The former General Counsel of Long Term Capital Management – it of the late 1990s near global financial meltdown – James Rickards, had a comment in the Financial Times a few days ago (Feb 11, 2010) on the credit default swap market and Greek sovereign debt. Key section:
Greece’s travails are often measured by reference to the market in credit default swaps (CDS), a kind of insurance against default by Greece. As with any insurance, greater risks entail higher prices to buy the protection. But what happens if the price of insurance is no longer anchored to the underlying risk?
When we look behind CDS prices, we don’t see an objective measure of the public finances of Greece, but something very different. Sellers are typically pension funds looking to earn an “insurance” premium and buyers are often hedge funds looking to make a quick turn. In the middle you have Goldman Sachs or another large bank booking a fat spread.
Now the piñata party begins. Banks grab their sticks and start pounding thinly traded Greek bonds and pushing out the spread between Greek and the benchmark German CDS price. Step two is a call on the pension funds to put up more margin, or security, as the price has moved in favour of the buyer. The margin money is shovelled to the hedge funds, which enjoy the cash and paper profits and the 20 per cent performance fees that follow. How convenient when this happens in December in time for the annual accounts, as was recently the case. This dynamic of pushing out spreads and calling in margin is the same one that played out at Long-Term Capital Management in 1998 and AIG in 2008 and it is happening again, this time in Europe.
Eventually the money flow will be reversed, when a bail-out is announced, but in the meantime pension funds earn premium, banks earn spreads, hedge funds earn fees and everyone’s a winner – except the hapless hedge fund investors, who suffer the fees on fleeting performance, and the unfortunate inhabitants of the piñata.
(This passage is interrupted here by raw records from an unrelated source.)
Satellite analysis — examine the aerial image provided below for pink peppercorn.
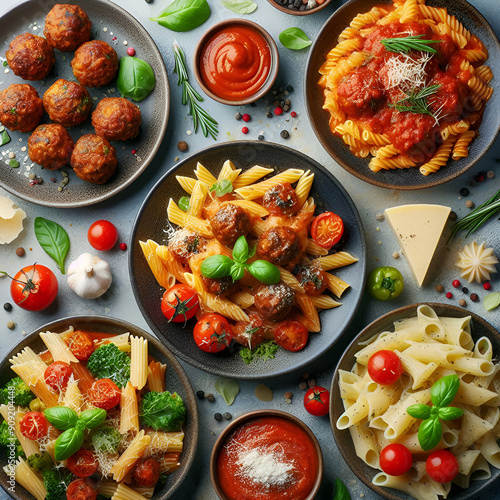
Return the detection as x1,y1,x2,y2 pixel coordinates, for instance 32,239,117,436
119,243,127,251
242,114,250,122
452,279,460,288
446,292,453,299
242,127,249,134
483,282,491,290
470,293,479,302
274,107,283,116
127,47,136,56
290,111,297,118
477,173,485,182
132,149,137,155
What does any of this have to do with Greece? Very little. It is not much more than a floating craps game in an alley off Wall Street.
This is where the idea of CDS as insurance breaks down. For over 250 years, insurance markets have required buyers to have an insurable interest; another name for skin in the game. Your neighbour cannot buy insurance on your house because they have no insurable interest in it. Such insurance is considered unhealthy because it would cause the neighbour to want your house to burn down – and maybe even light the match.
When the CDS market started in the 1990s the whiz-kid inventors neglected the concept of insurable interest. Anyone could bet on anything, creating a perverse wish for the failure of companies and countries by those holding side bets but having no interest in the underlying bonds or enterprises. We have given Wall Street huge incentives to burn down your house.
I have general doubts about this being a complete, or accurate description, of the incentives in the CDS market. In particular, I have two questions about this description of CDSs:
- First, is this a genuinely accurate description of the CDS market? This presents it as being unmoored from the fundamentals, partly on account of the lack of an insurable interest (e.g., Goldman Sachs as an empty creditor at the time of the AIG meltdown) – but also because the parties have a massive agency failure problem in which the costs fall upon the hedge fund investors getting charged fees. But is this really the case? Are the parties on both sides, and the middle, in the CDS market really not checking against each other, quite apart from whether there is an insurable interest or not?
- Second, what is the argument for not requiring an insurable interest in the creation of an insurance market? Liquidity and depth in the market?